## Slopes and probability of failure

## Slopes and probability of failure

(OP)

This thread has been inspired by the practical issues posed in this other thread: https://www.eng-tips.com/viewthread.cfm?qid=493211

The issue was basically that Pf, or Pof = Probability of failure, sometimes, or often, seems to be high in relation to the FS, the minimum Factor of safety of the slope.

One possible reason: the soil properties are known not to be constant across the volumes of interest in geotechnical engineering.
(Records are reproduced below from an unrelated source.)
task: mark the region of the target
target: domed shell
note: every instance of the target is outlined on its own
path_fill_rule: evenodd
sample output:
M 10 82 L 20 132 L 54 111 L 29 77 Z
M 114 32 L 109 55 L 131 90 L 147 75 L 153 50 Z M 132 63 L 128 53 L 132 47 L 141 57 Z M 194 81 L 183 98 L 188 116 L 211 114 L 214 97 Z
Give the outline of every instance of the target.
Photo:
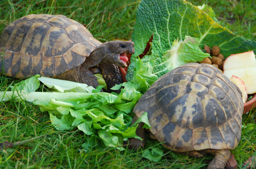
M 7 76 L 54 77 L 81 64 L 101 44 L 83 25 L 65 16 L 31 14 L 5 29 L 0 53 L 4 52 Z
M 241 135 L 243 104 L 235 85 L 216 68 L 189 63 L 156 81 L 134 112 L 145 111 L 150 131 L 177 152 L 233 149 Z

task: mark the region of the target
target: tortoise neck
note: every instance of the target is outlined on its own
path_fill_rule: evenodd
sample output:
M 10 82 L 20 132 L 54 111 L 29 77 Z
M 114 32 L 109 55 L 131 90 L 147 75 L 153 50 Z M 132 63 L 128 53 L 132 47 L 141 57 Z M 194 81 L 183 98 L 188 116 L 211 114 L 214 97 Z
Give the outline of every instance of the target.
M 97 65 L 101 62 L 106 55 L 108 54 L 108 50 L 104 44 L 96 48 L 86 58 L 85 62 L 82 63 L 82 66 L 89 69 L 92 67 Z

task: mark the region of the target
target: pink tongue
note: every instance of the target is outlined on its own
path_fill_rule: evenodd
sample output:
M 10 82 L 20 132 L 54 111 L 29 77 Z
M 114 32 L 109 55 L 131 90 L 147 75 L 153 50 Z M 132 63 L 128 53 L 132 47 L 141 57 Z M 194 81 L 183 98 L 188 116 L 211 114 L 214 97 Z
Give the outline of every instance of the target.
M 120 60 L 125 64 L 126 62 L 128 61 L 128 57 L 126 56 L 125 53 L 122 53 L 120 54 Z

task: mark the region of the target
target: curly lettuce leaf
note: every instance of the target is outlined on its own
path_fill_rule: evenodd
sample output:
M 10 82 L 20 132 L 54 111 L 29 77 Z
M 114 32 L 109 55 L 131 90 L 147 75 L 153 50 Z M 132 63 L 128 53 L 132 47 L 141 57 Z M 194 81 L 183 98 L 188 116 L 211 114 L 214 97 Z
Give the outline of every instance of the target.
M 141 95 L 140 84 L 143 83 L 124 83 L 121 85 L 124 88 L 117 94 L 97 92 L 85 84 L 39 77 L 37 75 L 21 81 L 14 85 L 13 91 L 0 91 L 1 101 L 14 99 L 18 101 L 32 102 L 39 105 L 41 111 L 49 113 L 52 125 L 57 129 L 77 127 L 105 146 L 123 150 L 124 140 L 138 138 L 135 133 L 137 123 L 131 125 L 131 122 L 132 109 Z M 36 92 L 40 86 L 38 80 L 54 92 Z M 115 88 L 119 89 L 121 87 Z M 143 122 L 148 128 L 147 113 L 142 116 L 137 123 Z M 98 142 L 95 142 L 92 147 Z
M 256 41 L 246 39 L 222 27 L 217 23 L 209 8 L 202 9 L 209 15 L 185 0 L 141 0 L 132 35 L 135 53 L 131 58 L 127 81 L 133 78 L 135 58 L 143 53 L 152 34 L 150 59 L 155 60 L 155 66 L 164 67 L 162 64 L 164 61 L 157 57 L 161 58 L 171 49 L 175 39 L 184 40 L 186 36 L 198 38 L 198 45 L 202 49 L 205 44 L 219 46 L 225 57 L 250 50 L 256 52 Z M 144 57 L 142 60 L 144 62 L 143 59 Z

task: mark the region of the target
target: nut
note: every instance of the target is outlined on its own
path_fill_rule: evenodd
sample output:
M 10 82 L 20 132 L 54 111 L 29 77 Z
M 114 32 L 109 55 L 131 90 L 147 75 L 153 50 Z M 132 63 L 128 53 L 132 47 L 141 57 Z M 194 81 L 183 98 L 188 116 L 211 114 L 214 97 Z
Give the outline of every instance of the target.
M 219 57 L 219 58 L 220 58 L 221 59 L 222 59 L 222 61 L 223 61 L 223 60 L 225 60 L 225 57 L 224 57 L 224 55 L 223 55 L 221 53 L 220 53 L 219 55 L 218 55 L 217 56 L 217 57 Z
M 222 63 L 222 60 L 220 58 L 216 56 L 212 56 L 211 59 L 212 64 L 216 64 L 220 67 Z
M 206 53 L 208 53 L 210 55 L 211 54 L 211 48 L 206 44 L 204 45 L 204 50 Z
M 212 64 L 213 66 L 215 66 L 216 68 L 219 69 L 219 66 L 217 64 Z
M 208 63 L 212 64 L 212 61 L 211 61 L 211 59 L 207 57 L 203 59 L 203 60 L 201 62 L 199 62 L 199 63 Z
M 217 45 L 214 45 L 212 47 L 212 54 L 213 56 L 217 56 L 220 54 L 220 47 Z

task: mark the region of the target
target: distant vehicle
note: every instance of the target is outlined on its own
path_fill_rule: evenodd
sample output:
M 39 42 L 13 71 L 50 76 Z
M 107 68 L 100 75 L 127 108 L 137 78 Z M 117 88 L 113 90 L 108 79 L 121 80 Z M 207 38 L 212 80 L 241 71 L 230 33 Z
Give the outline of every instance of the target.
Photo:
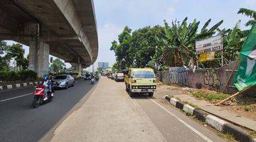
M 54 96 L 54 92 L 50 91 L 50 89 L 47 92 L 47 99 L 45 94 L 46 86 L 43 84 L 37 84 L 36 86 L 36 90 L 34 92 L 34 99 L 33 100 L 32 105 L 34 108 L 38 107 L 40 104 L 43 102 L 50 102 Z
M 95 77 L 92 77 L 92 79 L 91 79 L 91 84 L 95 84 Z
M 79 79 L 80 77 L 79 73 L 78 72 L 72 73 L 71 75 L 75 80 Z
M 116 82 L 119 82 L 119 81 L 123 82 L 123 81 L 124 81 L 124 73 L 122 72 L 116 72 L 115 76 L 114 76 L 114 80 Z
M 149 93 L 153 97 L 156 90 L 156 78 L 151 68 L 131 68 L 124 76 L 126 89 L 132 97 L 135 93 Z
M 90 80 L 92 78 L 92 75 L 90 74 L 86 74 L 85 77 L 83 78 L 84 80 Z
M 67 89 L 75 85 L 75 79 L 70 75 L 57 75 L 53 80 L 53 87 Z
M 111 79 L 114 80 L 115 72 L 111 74 Z

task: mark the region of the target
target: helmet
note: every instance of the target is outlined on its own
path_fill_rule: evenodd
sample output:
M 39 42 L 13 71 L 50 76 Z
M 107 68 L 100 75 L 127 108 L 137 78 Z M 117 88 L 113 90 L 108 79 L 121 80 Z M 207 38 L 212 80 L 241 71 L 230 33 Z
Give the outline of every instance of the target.
M 48 80 L 48 76 L 44 76 L 44 77 L 43 77 L 43 80 L 44 81 Z

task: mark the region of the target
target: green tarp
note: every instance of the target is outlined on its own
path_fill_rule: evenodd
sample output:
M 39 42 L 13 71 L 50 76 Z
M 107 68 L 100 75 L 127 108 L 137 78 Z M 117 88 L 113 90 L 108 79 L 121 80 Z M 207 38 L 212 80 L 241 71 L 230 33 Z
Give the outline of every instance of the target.
M 252 26 L 240 52 L 241 62 L 234 78 L 239 91 L 256 84 L 256 24 Z

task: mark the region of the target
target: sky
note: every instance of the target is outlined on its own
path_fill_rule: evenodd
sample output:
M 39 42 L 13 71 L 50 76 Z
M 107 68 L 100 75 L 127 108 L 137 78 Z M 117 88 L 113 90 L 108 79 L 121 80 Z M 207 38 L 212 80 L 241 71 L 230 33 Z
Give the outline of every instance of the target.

They exhibit statistical variations which have been studied by the theory of the random fields, first proposed by Vanmarcke.

The scale of fluctuation or SOF describes the autocorrelation of soil properties, that is, if the fluctuations are of high or low frequency, in other words, if there are small volumes of alternating weaker and stronger soil or relatively larger volumes of alternating weaker and stronger soil.

An example of a random field model in a slope is the following, from Mohammad Tabarroki; Fauziah Ahmad; Roodabeh Banaki; Sanjay K. Jha, JGGE ASCE 2013.

The first illustration is small SOF, the second illustration is large SOF, here it is well visible that elementary soil volumes tend to cluster in weaker and stronger areas.

Now, a potential slip surface will cross thru weaker and stronger fluctuations.

IF the SOF is small (figure #1), any slip surface will most probably cross thru many weaker and stronger volumes of soil, so the average strength will always govern the stability.

If the SOF is large (figure #2), the scale of the slip surface is relevant. If the scale is such that the sliding surface will cross thru weaker and larger volumes (large sliding surface relative to the dimension of the fluctuation), than the average strength governs failure.

If the dimension of the sliding surface is potentially equal to or smaller than the dimension of the fluctuation, then the surface may be randomly contained in a weaker fluctuation. In this case, it is not the average strength that governs, but rather the average strength within the weaker volumes of soil.

IN SLOPE STABILITY USUALLY THE SLIDING SURFACE IS LARGER THAN THE SCALE OF THE FLUCTUATIONS, SO THE AVERAGE STRENGTH OF THE SOIL GOVERNS.

The above means that, in probabilistic analyses, the strength parameters should be represented not by the statistical distribution of the sample, but rather by the statistical distribution of the mean of the strength parameter. This may constitute a substantial difference since often the distribution of the mean has a much lower variability than the distribution of the sample. This results in a FOS distribution with a lesser variability hence, for a given average FOS>1, a lesser probability of failure (POF), that is a lesser probability that FOS<1.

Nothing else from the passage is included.